The rupee failed to sustain gains made following better-than-expected wholesale price inflation data as importers, particularly oil firms, stepped in to buy dollars finding current levels attractive.
The partially convertible rupee closed at 61.54 per dollar, little changed compared to 61.55 on Monday. Bonds and forex markets were closed on Tuesday for a religious holiday. The unit moved in a range of 61.42 to 61.71 during the day.
India's headline inflation eased to a five-month low in December on lower vegetable prices, providing some relief to the ruling coalition before a national election and increasing the odds that interest rates will stay on hold this month.

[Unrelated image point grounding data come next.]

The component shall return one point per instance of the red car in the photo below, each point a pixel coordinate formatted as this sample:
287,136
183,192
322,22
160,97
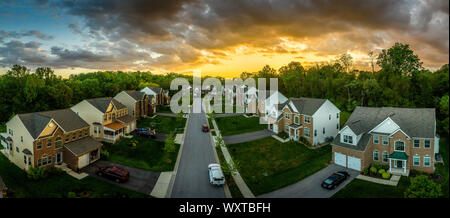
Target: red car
205,128
114,173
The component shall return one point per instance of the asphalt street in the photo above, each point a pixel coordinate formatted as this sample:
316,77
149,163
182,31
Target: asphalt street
192,179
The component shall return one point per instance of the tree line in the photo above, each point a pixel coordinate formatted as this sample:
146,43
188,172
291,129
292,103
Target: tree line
401,81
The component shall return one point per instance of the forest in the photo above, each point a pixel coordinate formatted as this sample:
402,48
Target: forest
399,81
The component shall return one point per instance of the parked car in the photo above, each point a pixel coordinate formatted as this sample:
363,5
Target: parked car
205,128
334,180
146,132
114,173
216,176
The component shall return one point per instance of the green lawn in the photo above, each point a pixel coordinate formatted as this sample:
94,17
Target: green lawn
148,154
58,186
363,189
162,124
238,124
267,164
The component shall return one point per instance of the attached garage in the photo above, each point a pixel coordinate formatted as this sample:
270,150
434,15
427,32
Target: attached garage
340,159
354,163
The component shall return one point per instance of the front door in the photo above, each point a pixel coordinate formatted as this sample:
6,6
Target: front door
399,163
59,157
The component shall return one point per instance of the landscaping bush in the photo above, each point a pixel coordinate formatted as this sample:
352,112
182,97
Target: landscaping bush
373,170
36,173
422,187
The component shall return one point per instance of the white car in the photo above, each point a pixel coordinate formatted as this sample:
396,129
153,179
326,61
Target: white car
215,174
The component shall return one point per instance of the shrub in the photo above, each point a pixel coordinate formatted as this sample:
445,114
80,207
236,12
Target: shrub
373,170
386,175
422,187
36,173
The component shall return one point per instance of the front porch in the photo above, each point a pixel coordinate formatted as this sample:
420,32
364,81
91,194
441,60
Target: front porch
294,131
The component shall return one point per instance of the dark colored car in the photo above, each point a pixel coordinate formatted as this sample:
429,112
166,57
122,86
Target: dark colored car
334,180
146,132
205,128
114,173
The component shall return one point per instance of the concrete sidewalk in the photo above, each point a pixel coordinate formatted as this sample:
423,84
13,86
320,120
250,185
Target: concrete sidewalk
162,185
245,190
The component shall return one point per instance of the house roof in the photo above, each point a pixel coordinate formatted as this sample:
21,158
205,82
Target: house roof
361,146
415,122
82,146
102,103
307,106
136,95
126,119
36,122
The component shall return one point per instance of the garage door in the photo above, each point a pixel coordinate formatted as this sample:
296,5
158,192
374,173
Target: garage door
83,161
354,163
340,159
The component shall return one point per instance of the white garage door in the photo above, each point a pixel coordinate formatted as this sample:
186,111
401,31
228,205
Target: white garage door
83,161
354,163
340,159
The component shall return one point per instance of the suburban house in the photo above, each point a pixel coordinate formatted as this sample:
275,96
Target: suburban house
43,139
161,95
137,102
403,138
108,118
315,119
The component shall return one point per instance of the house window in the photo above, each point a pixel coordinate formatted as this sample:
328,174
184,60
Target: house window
385,140
348,139
306,132
385,157
399,146
376,139
416,160
375,155
307,119
426,161
39,145
58,142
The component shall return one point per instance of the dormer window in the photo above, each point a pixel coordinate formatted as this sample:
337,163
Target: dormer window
348,139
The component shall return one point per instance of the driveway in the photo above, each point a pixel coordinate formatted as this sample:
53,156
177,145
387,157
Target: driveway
245,137
192,179
140,180
310,186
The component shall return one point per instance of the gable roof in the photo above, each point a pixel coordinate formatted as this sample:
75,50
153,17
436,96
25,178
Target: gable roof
307,106
136,95
67,119
415,122
102,103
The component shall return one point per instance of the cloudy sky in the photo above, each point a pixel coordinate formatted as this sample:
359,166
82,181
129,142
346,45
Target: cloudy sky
215,37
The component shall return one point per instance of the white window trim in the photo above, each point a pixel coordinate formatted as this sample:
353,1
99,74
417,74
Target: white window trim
378,155
404,146
426,156
373,139
414,163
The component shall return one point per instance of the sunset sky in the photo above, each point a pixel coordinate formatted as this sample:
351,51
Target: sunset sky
222,37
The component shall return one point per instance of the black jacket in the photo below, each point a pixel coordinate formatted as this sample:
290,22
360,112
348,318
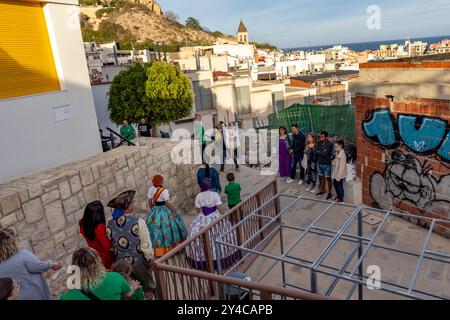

The better-than-hoped retail and wholesale inflation helped the rupee head towards recently touched one-month highs, but importers quickly jumped in to buy the greenback.
"These are very good levels to buy. As long as importer demand is in the market, I do not see the rupee gaining much. 61 to 62.50 range should hold for the next month," the chief dealer at a mid-sized state-run bank said.
"Importers came into buy forwards as well as they want to be covered ahead of the elections, pushing up the premiums as well," he added.
However, gains in the domestic share market and bonds helped recover from the session lows and prevent further losses. Foreign fund inflows into the debt and stock markets have been a key determinant of the rupee's fortunes.
So far in 2014, foreigners have pumped in $132.90 million into the stock market while debt buying has reached $1.98 billion.
Indian shares rallied to mark their highest close in five weeks as rate-sensitive stocks such as ICICI Bank rose after data showing sharply easing inflation reinforced expectations the central bank will keep interest rates on hold.
In the offshore non-deliverable forwards, the one-month contract was at 61.96 while the three-month was at 62.77.